Las esquirlas de la revolucionaria onda expansiva de Dick -quien murió justo en los bordes de la consagración universal y del estreno de Blade Runner, luego de haber sufrido y asimilado la experiencia mística que le sirvió para escribir Valis, una inclasificable obra maestra- no demoraron en impactar en el imaginario de otros terroristas de lo que vendría y de lo que vino. J. G. Ballard pronosticó que «el futuro, me temo, será un lugar muy aburrido. Será como vivir en los suburbios mal edificados del alma… Por eso yo siempre escribo acerca de lo que va a ocurrir durante los próximos cinco minutos» y, de inmediato, aceleró a fondo en Crash e inauguró La exhibición de atrocidades como representativa de nuestros días de furia y metal. Ahora, el futuro está aquí y, por tanto, como aseguraba aquel viejo eslogan punki: No Future.
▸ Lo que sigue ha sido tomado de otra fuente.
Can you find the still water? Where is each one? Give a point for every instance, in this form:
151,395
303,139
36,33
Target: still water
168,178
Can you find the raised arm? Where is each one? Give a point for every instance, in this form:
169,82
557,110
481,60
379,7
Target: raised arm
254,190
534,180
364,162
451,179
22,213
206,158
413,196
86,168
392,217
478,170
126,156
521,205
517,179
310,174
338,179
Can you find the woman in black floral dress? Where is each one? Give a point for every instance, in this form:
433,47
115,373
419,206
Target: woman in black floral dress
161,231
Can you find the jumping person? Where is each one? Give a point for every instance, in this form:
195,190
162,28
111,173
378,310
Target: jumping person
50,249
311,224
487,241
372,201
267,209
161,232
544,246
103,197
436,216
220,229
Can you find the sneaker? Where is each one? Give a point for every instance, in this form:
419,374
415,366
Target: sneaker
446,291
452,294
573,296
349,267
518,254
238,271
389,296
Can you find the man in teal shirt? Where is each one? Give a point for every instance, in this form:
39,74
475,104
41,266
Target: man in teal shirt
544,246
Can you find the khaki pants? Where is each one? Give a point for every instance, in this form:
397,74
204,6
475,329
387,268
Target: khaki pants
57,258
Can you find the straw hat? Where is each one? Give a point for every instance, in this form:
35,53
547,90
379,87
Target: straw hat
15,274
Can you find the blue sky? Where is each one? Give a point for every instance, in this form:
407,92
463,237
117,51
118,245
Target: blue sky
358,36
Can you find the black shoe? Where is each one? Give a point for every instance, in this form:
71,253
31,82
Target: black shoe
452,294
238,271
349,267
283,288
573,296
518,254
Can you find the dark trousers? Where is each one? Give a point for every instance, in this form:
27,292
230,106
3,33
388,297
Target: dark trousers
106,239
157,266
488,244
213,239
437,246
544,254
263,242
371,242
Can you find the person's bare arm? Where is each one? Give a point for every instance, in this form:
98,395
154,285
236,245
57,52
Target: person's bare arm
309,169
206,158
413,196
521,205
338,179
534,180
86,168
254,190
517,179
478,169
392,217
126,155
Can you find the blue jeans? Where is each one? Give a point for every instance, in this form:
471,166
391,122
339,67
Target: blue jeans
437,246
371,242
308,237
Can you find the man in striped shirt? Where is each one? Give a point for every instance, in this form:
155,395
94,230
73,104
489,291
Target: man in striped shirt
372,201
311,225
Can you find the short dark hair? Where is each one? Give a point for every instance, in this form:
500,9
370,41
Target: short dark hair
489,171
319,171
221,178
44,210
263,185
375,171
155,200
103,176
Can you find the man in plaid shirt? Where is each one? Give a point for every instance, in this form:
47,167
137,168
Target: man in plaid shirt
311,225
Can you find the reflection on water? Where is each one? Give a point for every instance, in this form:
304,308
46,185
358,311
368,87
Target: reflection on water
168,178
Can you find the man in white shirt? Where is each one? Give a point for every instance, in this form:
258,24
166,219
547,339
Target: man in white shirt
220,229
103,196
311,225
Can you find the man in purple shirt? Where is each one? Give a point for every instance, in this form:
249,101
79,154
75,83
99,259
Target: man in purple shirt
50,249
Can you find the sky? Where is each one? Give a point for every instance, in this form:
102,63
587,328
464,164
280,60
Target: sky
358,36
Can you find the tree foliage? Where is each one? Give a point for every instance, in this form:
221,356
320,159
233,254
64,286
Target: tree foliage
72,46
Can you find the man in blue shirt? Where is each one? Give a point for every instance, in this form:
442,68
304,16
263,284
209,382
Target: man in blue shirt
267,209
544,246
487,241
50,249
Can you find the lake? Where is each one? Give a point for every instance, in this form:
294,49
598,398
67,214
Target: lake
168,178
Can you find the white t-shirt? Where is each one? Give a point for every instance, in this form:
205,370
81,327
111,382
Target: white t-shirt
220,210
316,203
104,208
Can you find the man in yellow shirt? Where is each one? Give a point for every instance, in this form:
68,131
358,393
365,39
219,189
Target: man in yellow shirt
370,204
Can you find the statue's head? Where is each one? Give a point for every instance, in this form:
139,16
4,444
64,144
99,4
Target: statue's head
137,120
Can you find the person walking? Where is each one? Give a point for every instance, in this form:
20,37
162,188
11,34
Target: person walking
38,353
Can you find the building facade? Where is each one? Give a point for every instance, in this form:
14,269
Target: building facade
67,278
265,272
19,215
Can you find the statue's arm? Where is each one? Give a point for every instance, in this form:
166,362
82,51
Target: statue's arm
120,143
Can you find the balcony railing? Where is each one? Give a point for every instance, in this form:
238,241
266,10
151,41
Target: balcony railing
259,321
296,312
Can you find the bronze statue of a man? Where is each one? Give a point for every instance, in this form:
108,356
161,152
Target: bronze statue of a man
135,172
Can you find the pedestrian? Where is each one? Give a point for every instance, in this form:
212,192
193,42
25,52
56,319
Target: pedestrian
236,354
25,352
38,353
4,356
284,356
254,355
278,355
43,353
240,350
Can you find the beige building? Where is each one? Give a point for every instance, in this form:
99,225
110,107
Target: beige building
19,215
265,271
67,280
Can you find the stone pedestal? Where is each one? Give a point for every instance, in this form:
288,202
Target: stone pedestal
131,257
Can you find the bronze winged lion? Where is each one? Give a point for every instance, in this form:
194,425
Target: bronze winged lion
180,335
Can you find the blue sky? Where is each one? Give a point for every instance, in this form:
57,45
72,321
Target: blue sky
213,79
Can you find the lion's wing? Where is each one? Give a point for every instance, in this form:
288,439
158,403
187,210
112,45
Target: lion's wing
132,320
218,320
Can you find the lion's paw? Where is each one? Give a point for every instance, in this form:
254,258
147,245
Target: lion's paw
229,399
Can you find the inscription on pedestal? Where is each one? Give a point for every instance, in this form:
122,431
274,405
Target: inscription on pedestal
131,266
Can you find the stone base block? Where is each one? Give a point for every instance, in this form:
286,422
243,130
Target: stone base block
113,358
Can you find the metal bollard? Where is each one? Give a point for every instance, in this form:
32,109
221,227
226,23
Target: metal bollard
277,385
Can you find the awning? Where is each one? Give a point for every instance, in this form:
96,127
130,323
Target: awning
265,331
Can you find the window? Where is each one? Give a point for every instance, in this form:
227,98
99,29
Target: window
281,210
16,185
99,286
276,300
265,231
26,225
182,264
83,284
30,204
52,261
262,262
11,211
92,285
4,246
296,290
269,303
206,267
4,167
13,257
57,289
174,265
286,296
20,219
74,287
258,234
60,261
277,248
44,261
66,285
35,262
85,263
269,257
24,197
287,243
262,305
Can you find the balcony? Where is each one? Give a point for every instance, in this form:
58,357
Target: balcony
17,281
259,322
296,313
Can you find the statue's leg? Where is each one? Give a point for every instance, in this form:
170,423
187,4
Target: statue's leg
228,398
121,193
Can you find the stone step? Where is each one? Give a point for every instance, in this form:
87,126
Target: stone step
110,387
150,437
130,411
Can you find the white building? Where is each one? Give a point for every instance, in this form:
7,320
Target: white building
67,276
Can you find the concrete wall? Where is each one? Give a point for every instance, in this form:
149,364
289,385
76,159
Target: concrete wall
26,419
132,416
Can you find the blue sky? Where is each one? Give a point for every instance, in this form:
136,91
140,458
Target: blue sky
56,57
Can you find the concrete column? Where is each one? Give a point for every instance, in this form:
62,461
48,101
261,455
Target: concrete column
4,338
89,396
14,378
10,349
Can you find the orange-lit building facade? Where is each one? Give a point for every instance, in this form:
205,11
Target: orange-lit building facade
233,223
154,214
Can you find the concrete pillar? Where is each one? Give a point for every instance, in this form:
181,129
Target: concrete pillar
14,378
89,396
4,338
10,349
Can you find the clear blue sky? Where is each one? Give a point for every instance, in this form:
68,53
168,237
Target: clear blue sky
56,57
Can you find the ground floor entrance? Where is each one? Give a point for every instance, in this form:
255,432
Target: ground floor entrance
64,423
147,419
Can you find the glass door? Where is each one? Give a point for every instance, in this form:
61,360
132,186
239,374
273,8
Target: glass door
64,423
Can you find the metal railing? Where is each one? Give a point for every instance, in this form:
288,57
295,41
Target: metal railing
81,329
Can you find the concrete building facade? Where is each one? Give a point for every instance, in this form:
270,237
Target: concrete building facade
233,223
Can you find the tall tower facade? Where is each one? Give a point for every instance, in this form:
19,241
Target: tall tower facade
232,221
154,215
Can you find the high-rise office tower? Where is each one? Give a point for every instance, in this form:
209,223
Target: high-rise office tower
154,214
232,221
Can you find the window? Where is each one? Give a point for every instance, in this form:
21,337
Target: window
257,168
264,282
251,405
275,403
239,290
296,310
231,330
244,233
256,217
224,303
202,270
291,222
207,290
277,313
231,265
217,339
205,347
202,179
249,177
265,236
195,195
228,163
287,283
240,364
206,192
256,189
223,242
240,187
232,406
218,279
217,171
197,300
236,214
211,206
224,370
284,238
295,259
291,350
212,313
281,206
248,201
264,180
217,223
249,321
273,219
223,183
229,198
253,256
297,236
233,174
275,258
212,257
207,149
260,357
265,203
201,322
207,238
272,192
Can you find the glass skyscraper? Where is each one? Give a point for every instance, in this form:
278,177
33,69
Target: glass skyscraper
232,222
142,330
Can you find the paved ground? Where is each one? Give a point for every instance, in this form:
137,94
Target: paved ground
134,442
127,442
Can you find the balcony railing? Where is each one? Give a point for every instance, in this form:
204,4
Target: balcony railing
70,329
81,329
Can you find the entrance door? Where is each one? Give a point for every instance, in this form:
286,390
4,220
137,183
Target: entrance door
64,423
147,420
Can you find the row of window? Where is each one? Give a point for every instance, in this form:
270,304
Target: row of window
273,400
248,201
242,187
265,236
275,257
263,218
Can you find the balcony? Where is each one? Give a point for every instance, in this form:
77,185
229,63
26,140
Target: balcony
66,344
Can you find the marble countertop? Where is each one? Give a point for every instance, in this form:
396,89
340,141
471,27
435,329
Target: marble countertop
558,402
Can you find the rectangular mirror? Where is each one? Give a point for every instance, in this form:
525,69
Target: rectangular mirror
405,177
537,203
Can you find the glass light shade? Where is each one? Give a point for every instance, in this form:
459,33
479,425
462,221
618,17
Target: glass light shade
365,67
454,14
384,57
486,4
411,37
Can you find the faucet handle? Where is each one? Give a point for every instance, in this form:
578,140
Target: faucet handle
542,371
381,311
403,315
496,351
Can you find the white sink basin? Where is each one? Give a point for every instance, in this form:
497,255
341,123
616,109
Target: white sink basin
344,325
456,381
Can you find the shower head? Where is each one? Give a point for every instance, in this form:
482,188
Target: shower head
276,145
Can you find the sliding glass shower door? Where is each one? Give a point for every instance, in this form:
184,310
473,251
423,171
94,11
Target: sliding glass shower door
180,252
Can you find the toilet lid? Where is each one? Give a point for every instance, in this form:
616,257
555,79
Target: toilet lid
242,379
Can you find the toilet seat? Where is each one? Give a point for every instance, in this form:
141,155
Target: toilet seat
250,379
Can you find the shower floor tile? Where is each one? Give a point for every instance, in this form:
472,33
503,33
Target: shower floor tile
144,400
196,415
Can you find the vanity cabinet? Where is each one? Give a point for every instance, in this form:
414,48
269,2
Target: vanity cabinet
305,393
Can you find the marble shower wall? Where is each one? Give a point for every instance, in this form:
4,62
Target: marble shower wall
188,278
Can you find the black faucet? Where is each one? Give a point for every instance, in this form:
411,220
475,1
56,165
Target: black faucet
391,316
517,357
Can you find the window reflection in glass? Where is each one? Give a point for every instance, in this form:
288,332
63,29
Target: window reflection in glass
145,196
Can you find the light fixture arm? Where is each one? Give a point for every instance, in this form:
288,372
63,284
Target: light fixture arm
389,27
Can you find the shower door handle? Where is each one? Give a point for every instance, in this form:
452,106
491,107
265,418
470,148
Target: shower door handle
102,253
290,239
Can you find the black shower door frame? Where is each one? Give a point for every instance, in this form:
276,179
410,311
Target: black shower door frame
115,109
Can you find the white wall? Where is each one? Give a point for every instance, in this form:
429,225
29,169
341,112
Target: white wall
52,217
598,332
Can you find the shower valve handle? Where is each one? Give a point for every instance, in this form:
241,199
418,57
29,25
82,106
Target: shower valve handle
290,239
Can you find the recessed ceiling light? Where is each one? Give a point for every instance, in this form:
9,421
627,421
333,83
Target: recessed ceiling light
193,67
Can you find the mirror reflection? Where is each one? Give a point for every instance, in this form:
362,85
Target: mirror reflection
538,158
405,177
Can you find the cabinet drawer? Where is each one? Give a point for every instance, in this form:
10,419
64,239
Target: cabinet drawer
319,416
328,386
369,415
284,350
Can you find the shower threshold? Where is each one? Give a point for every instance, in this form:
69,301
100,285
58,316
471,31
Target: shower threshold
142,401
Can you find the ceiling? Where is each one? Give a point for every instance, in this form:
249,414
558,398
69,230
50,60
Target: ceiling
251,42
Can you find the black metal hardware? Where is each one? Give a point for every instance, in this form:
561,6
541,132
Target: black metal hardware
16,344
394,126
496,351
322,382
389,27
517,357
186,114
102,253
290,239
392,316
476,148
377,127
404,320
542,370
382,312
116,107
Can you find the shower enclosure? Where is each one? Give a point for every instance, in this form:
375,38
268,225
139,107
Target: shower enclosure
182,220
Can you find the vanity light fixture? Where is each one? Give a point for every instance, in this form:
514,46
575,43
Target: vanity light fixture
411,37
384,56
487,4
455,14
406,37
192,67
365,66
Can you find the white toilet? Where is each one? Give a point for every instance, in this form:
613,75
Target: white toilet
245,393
Los síntomas de la mejor ciencia-ficción han pasado a ser nuestros propios síntomas. Casi sin darnos cuenta, vemos un programa de televisión llamado Gran Hermano (J. G. Ballard), soportamos cataclismos ecologistas de vacas locas y agujeros de ozono (John Wyndham), nos hundimos en la ciénaga eléctrica de las pantallas de nuestros ordenadores (William Gibson y Neal Stephenson), consumimos drogas by design para modificar nuestros estados de ánimo (Huxley) y espiamos a un cielo desbordante de basura espacial made in USA para hacer apuestas acerca del sitio exacto en el que caerá la estación orbital y rusa MIR (Philip K. Dick otra vez). Atrás, muy atrás, ha quedado la amenaza extraterrestre como tema y temor. Material para efectos especiales de película triunfalista norteamericana. ¿A quién le importa si ET volvió a su casa, a qué nativo del planeta Tralfamadore podemos resultarle interesante como materia de estudio? La ciencia no-ficción -a diferencia de la ciencia-ficción, apoyada durante décadas en la idea del viaje interplanetario y la comunión planetaria- ha decidido quedarse en casa, domesticarse, retirarse de la carrera espacial (a no ser que se la venda como millonario folleto turístico) y dar por fin de baja a la estoica tripulación de la Enterprise reemplazando el espacio exterior por el espacio interior y al año luz por la sombra virtual. Acorralado el genoma -vencedores y vencidos- no nos queda mayor remedio y distracción que viajar por nuestras tripas, descubrirnos y convertirnos así en nuestros propios aliens. Esas criaturas que el agente Mulder en sus noches de Expedientes X asegura y grita que son de verdad, que están ahí afuera, sin darse cuenta de que nos encontramos más solos y más perdidos que nunca, sin comprender que el shock del futuro se ha convertido en el crack del presente.